- 39 years old
- Date of birth: May 12, 1977
- Place of birth:
Okeechobee, Florida, United States
- Date of passing: Aug 31, 2016
- Place of passing:
Port St. Lucie, Florida, United States
|It takes a minute to find a special person, an hour to appreciate them, and a day to love them, but it takes an entire lifetime to forget them.|
This memorial website was created in memory of our loved one, Jamie Marie Surls, 39, born on May 12, 1977 and passed away on August 31, 2016. We will love and remember her forever.
Jamie Marie Pietrzak, 39
Port St. Lucie – Jamie Marie (Surls) Pietrzak died August 31, 2016. She was born May 12, 1977 in Okeechobee to Chester Alan Surls and Teresa Susan Murdach. A resident of Okeechobee until she graduated from Okeechobee High School in 1995, Jamie was a resident of Port St. Lucie. She enjoyed spending time with her family, the beach, fashion, and design.
Jamie is survived by her daughter, Hunter Lynne Pietrzak of Port St. Lucie; mother, Teresa Almond; father, Chester Surls ( wife Joy); brother, Cory Surls all of Okeechobee; sisters, Cherie Morgan ( husband Scott) of Jonesboro, Louisiana and Rene Almond of Okeechobee; grandmother, Ann Surls of Okeechobee; and several aunts, uncles, cousins, nieces, and nephews.
"Still can't wrap my ahead around it that your gone... it's just not fair. The most awesome person I ever knew... I miss you so unbelievably much.
Every day it hurts that your gone. Everyday!"
"It's been four months since you left us here. Hunter reminded yesterday we had lunch togeather. Time is but a number of measurment, there is no way to measure the change in ones life after loss such as you leaving. Nothing is ever the same. We had lunch talking and remembering you. Today is the start of a new year. I will see Hunter again and hope to have family and friends to join to begin the year with love. We are eating where you and Hunter liked to go, so you will be with us too in spirit. Miss you so much"
"Christmas seemed a little dimmer, just a little less festive knowing that you weren't there to celebrate it with your mom, your dad, your sisters, your brother, and especially your daughter Hunter. But I took comfort thinking of you in Heaven smiling down on your family, knowing you are doing your best to watch over them from on high and still smiling."
"Thanksgiving will never be the same. Our last one was the best you went to sleep in my bed for hours. Hunter , Rene and I had fun playing games and eating. When you got up you were so happy and stayed to visit longer. Then you wanted to do Black Friday at Walmart and came back over for that. We had a great time. I think of you and miss you so much."

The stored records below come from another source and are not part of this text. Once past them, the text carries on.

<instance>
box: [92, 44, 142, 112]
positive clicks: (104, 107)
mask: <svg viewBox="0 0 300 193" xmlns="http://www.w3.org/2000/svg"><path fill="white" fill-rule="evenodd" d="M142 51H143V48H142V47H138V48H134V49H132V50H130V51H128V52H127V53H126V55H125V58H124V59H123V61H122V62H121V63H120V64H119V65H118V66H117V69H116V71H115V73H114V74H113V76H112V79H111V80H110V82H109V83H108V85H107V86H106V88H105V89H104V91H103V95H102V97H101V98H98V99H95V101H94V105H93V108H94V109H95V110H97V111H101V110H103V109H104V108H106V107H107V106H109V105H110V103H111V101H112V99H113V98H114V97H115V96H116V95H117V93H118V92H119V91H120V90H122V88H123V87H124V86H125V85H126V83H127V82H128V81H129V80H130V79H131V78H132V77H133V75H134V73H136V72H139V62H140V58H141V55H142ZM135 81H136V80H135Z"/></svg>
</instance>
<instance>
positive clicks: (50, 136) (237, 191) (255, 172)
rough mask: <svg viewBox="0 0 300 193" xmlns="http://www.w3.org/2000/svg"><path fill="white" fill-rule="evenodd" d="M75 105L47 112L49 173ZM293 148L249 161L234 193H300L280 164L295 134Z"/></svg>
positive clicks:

"I am forever grateful to God for giving me the time with you he did. For me it was not enough but I know you are still with me even though I cannot see you. There is a huge whole in my heart that will never heal. I love you sissy orange. Rest in peace my baby sister, your struggles on earth are over."
"I find myself going to this site to look at pictures of my niece Jamie almost every other day and listening to the music or watching the videos, and while I know she is in a better place and no longer suffering, I miss her more every day and wish I could speak with her at least once more. Love you Jamie - although your passing has left a hole in so many hearts, I take some some comfort in knowing you are looking down on us and always smiling."
"It's been one month since your service and I miss you so much. I think of you and your smile, and cherish all our time we had togeather."
"I was given a baby turtle today and when Shelby helped me set up the tank Rene was looking at the turtle and I remembered how you had pet turtles when you were little. You would take them out and play with and I would tease you about not using them as a toy car. You loved all animals, and insects. Always tender hearted."
"Thinking of your smile always makes me happy. I know you are at peace and all you wanted to finish you accomplished. My brothers said Cherie has my fire, you have my heart and Rene has my looks. Now i feel a void. I know you were ready. It's just not seeing you or hearing you that I'll miss. I love you always"
"For my beautiful niece Jamie. Such a sweet, sweet person taken away from us much too soon. Our hearts are heavy but they are eternally buoyed by thoughts of your amazing smile and our precious memories of you."